I pose the following question; With 20/20 hindsight, what were the appropriate valuations for the core networking companies in 1990-1993? Wellfleet, Synoptics, Bay Networks, 3Com and Cisco Systems. From 1990-93, all of these companies were in hypergrowth mode, all had high valuations and their stocks went straight up for 3 years. They all corrected sharply in 1994 and then were good investments again for another year or two. Not until years after early 1994 (the first bad correction) did the 'me-too' companies become apparent. What about Spyglass, Netscape and AOL in 1995-1997? All had similar growth profiles and all went crazy up until AOL finally took 98% of the market cap of the group.

The question is how do you value a company with a 1 in X chance of a 9-figure market cap (or a high 8-figure market cap for that matter). Cisco went from IPO in 1990 to largest market cap in the world in 2000. This is simply incredible. The story just got better and better and then the internet came around and it got exponentially better.
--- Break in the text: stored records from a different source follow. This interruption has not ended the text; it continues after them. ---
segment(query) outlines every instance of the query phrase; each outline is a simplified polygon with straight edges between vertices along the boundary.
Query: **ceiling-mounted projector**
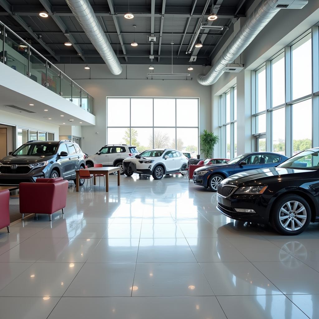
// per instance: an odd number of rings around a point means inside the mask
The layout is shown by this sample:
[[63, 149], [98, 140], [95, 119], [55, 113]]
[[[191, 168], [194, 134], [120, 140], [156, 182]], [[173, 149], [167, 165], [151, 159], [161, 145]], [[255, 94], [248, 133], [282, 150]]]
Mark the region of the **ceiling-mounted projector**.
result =
[[238, 73], [243, 70], [244, 66], [244, 65], [243, 64], [238, 64], [237, 63], [226, 64], [224, 69], [224, 72]]
[[272, 0], [270, 3], [274, 9], [301, 9], [308, 0]]

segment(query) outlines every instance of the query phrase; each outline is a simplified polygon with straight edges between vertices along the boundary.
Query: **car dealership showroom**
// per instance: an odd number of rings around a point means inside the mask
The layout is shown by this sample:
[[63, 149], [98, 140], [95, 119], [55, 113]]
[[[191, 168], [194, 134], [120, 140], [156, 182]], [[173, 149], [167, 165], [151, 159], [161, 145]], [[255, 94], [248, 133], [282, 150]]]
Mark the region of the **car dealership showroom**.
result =
[[0, 0], [0, 318], [319, 318], [319, 1]]

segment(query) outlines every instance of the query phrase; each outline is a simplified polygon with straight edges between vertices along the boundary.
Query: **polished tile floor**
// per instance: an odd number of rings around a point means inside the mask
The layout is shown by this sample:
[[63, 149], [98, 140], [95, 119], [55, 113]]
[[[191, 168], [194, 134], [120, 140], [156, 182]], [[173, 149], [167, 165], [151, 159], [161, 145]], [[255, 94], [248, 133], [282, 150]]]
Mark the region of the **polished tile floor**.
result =
[[284, 237], [179, 175], [116, 178], [0, 230], [0, 317], [319, 318], [319, 225]]

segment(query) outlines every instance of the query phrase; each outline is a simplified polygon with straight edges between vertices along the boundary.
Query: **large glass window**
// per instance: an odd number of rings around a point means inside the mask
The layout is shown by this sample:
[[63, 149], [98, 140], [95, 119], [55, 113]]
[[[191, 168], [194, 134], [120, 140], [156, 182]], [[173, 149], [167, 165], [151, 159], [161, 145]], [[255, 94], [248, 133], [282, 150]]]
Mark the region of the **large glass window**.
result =
[[[153, 147], [176, 148], [195, 157], [198, 103], [197, 99], [108, 98], [108, 143], [131, 144], [140, 152]], [[120, 106], [124, 119], [113, 121], [112, 116], [121, 119]]]
[[309, 33], [291, 47], [293, 100], [311, 93], [311, 56]]

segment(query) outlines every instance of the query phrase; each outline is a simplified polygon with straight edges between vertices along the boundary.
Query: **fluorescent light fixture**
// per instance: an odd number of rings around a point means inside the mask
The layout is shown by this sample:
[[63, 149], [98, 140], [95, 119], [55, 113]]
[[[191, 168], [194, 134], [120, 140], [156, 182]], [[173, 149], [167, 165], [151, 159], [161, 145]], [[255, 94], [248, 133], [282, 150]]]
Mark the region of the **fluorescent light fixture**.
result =
[[124, 15], [124, 18], [125, 19], [133, 19], [134, 18], [134, 15], [130, 12], [128, 12]]
[[46, 11], [41, 11], [39, 13], [39, 15], [43, 18], [47, 18], [49, 14]]
[[171, 75], [173, 76], [188, 77], [189, 73], [148, 73], [148, 75]]
[[199, 40], [195, 45], [195, 48], [202, 48], [203, 47], [203, 44], [202, 44], [202, 41]]
[[207, 19], [210, 21], [214, 21], [214, 20], [216, 20], [218, 18], [217, 14], [212, 13], [208, 16]]

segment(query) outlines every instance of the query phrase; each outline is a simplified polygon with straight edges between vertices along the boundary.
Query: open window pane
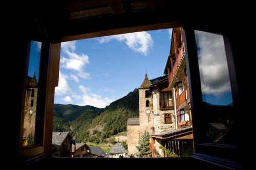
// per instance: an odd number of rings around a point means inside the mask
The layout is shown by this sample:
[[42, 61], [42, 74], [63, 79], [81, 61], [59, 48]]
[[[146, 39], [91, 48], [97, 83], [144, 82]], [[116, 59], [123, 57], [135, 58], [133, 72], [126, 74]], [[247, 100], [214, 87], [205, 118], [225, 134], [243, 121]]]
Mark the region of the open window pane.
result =
[[41, 43], [31, 41], [26, 91], [23, 146], [34, 145]]
[[232, 94], [223, 36], [195, 31], [205, 113], [205, 142], [233, 144]]

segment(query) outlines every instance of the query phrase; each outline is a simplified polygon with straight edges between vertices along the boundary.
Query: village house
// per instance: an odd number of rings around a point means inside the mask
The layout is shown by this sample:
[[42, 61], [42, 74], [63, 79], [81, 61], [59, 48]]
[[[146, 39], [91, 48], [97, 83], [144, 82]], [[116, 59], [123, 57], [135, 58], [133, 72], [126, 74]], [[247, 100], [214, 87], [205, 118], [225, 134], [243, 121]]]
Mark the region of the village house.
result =
[[173, 29], [172, 40], [164, 70], [166, 75], [149, 80], [146, 74], [139, 88], [139, 122], [135, 121], [135, 118], [127, 121], [129, 154], [137, 152], [138, 136], [144, 131], [152, 137], [153, 157], [165, 157], [165, 150], [178, 156], [191, 156], [193, 153], [192, 118], [182, 28]]
[[180, 156], [191, 156], [194, 152], [189, 90], [182, 30], [182, 28], [173, 29], [170, 54], [164, 69], [164, 74], [168, 75], [168, 88], [173, 92], [173, 116], [176, 120], [176, 129], [169, 129], [167, 132], [152, 135], [152, 143], [156, 143], [152, 147], [153, 157], [156, 156], [155, 150], [158, 151], [159, 148], [157, 141], [160, 141], [160, 143], [166, 149]]
[[[146, 74], [139, 88], [139, 117], [130, 118], [127, 123], [128, 151], [132, 155], [138, 152], [136, 146], [145, 131], [151, 135], [176, 129], [172, 91], [167, 76], [149, 80]], [[160, 146], [158, 140], [154, 142]]]
[[87, 157], [100, 158], [104, 157], [104, 152], [102, 149], [97, 147], [89, 147], [90, 151], [87, 153]]
[[127, 158], [128, 151], [121, 143], [117, 143], [110, 151], [110, 158]]
[[72, 157], [86, 157], [90, 148], [85, 143], [77, 143], [76, 147], [72, 144]]
[[71, 157], [73, 137], [69, 132], [53, 132], [52, 156]]

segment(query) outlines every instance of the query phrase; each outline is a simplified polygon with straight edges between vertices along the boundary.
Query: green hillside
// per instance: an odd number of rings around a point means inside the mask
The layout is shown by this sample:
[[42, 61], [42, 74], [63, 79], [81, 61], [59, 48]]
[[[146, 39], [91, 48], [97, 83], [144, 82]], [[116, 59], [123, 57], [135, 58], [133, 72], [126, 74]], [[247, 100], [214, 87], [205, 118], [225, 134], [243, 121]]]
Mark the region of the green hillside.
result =
[[53, 131], [70, 132], [77, 142], [104, 143], [111, 135], [126, 130], [127, 119], [139, 116], [139, 93], [135, 89], [104, 109], [54, 104]]

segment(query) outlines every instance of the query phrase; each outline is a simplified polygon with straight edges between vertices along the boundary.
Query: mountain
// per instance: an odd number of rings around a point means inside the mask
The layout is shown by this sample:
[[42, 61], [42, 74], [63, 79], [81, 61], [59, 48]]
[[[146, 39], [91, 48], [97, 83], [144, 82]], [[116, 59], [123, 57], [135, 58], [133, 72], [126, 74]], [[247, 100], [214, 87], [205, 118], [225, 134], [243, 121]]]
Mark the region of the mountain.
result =
[[66, 121], [72, 121], [84, 112], [98, 112], [101, 109], [92, 106], [80, 106], [74, 105], [61, 105], [55, 104], [53, 116], [61, 118]]
[[77, 142], [104, 142], [126, 130], [128, 118], [139, 116], [138, 89], [104, 109], [91, 106], [54, 104], [53, 131], [69, 131]]

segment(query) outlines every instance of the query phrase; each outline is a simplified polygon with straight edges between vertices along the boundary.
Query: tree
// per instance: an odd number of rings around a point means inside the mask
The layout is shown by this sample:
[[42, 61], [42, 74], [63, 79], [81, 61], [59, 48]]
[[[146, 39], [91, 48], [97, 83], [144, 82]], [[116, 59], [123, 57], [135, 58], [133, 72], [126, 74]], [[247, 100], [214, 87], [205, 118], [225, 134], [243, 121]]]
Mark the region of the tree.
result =
[[28, 135], [28, 145], [33, 145], [34, 141], [34, 136], [32, 132], [30, 132]]
[[126, 150], [128, 149], [128, 145], [127, 144], [127, 142], [126, 141], [123, 141], [122, 142], [122, 145], [123, 148], [124, 148]]
[[150, 149], [150, 135], [148, 132], [145, 131], [140, 136], [139, 145], [136, 146], [139, 152], [136, 155], [139, 157], [149, 158], [152, 156], [152, 153]]

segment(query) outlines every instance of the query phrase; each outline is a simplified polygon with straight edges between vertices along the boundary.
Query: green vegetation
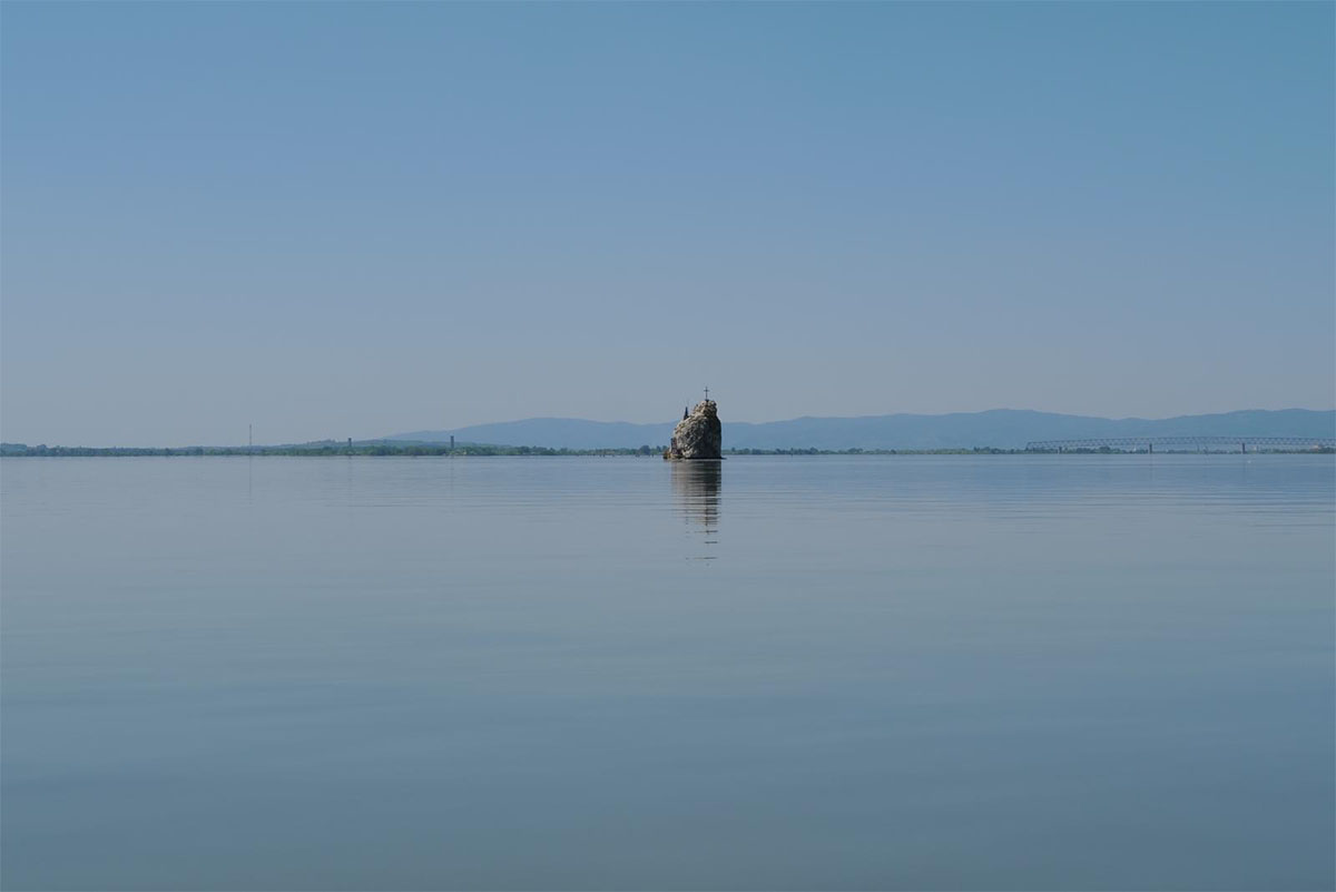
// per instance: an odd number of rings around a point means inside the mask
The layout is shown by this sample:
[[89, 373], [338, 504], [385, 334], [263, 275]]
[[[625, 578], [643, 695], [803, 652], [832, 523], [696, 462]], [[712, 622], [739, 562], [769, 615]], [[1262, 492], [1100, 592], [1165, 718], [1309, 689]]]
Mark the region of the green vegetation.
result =
[[[628, 455], [628, 457], [659, 457], [664, 451], [663, 446], [644, 445], [637, 449], [548, 449], [546, 446], [494, 446], [490, 443], [458, 443], [453, 449], [449, 443], [414, 443], [403, 441], [374, 441], [341, 443], [337, 441], [321, 441], [315, 443], [297, 443], [287, 446], [178, 446], [171, 449], [143, 449], [132, 446], [28, 446], [25, 443], [0, 443], [0, 455], [7, 458], [119, 458], [119, 457], [175, 457], [175, 455], [399, 455], [409, 458], [438, 457], [438, 455]], [[1157, 450], [1156, 454], [1176, 454], [1193, 450]], [[1257, 450], [1259, 453], [1296, 453], [1300, 450]], [[1301, 450], [1307, 454], [1332, 454], [1336, 450], [1317, 449]], [[724, 455], [1026, 455], [1041, 454], [1027, 453], [1023, 449], [993, 449], [991, 446], [975, 446], [974, 449], [725, 449]], [[1050, 451], [1057, 455], [1058, 453]], [[1100, 449], [1069, 449], [1067, 455], [1130, 455], [1125, 450], [1102, 446]], [[1226, 454], [1226, 453], [1220, 453]]]

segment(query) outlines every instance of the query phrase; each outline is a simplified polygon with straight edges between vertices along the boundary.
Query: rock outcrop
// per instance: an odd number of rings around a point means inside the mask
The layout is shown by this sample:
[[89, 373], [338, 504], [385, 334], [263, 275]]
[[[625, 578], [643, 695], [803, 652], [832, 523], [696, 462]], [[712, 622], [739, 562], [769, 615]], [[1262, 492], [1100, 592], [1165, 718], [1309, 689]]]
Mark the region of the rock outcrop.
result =
[[724, 427], [713, 399], [701, 399], [677, 422], [664, 458], [723, 458]]

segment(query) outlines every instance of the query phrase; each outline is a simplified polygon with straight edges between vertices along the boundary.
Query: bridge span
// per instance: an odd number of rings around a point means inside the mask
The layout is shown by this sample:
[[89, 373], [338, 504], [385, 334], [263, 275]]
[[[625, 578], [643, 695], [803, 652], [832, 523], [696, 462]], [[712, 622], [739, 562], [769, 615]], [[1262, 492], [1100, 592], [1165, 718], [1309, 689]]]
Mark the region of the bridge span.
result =
[[1336, 449], [1336, 437], [1090, 437], [1088, 439], [1033, 439], [1025, 445], [1027, 453], [1065, 453], [1073, 450], [1109, 449], [1122, 453], [1153, 453], [1161, 449], [1196, 451], [1287, 451], [1307, 453]]

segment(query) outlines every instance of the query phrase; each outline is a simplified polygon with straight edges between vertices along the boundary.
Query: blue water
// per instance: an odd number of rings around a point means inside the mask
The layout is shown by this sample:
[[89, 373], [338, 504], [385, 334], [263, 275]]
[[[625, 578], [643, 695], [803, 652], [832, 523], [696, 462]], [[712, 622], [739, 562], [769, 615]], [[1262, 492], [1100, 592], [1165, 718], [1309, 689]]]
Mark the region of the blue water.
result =
[[1329, 889], [1331, 455], [5, 459], [5, 889]]

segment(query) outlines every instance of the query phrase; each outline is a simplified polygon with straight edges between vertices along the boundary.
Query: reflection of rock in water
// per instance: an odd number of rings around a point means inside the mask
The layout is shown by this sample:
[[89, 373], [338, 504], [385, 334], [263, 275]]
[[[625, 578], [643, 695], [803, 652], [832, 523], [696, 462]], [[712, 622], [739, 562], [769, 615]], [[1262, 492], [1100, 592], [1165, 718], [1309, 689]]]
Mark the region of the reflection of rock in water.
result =
[[[705, 545], [716, 545], [719, 533], [719, 487], [723, 482], [723, 462], [673, 462], [672, 489], [677, 497], [677, 510], [704, 535]], [[711, 549], [712, 550], [712, 549]], [[705, 557], [713, 557], [707, 554]]]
Now I am down a larger % off my March 10 high than I thought a correction would bring but my cost basis on my stocks puts it all in perspective. Its single digits in names like INSP, BVSN and VIGN and despite 70% corrections in these stocks (a very substantial %), the simple trimming of these positions after 5-10x moves has generated more reinvestment dollars than all of the poor decisions made in 2000 (defined as going long anything since March).

The key is that the only way to survive in the world of network effects and increasing returns and crazy volatility is to actually buy the company that gains 10-30x. If you don't do this, this is not a good space to be in...

So what was AOL worth in 1995? With hindsight, I believe it was worth its current market cap discounted at a rate that was achievable, say at the rate of the overall NASDAQ (25%ish/year). This implies that AOL was worth an astonishing 4-figure revenue multiple if you go back a few years.

What was YHOO worth in 1996? 10,000x 1996 revenues? What were JDS Uniphase or Veritas Software worth in 1997? Certainly triple digit revenue multiples if using 20/20 hindsight.

All of this wealth has skewed how investors view valuations. 'Network effects' are simply another way of looking at the power of compounding. Compounding growth is not a linear phenomenon. Like an option payoff, the downside case is the price of the premium and the upside case is assymetric.

Assymetric payoff profiles are very difficult to value because they are not 'normal' distributions. I suggest anyone who attempts to play in these stocks use disciplined portfolio strategy. Do not use heavy leverage and be patient and keep the power of compounding on your side. Figure it takes 'many' quarters of growth to build an 8 or 9 figure market cap so use the quarterly reports of the companies as times to 'average into' the best and get out of those who aren't going to make it.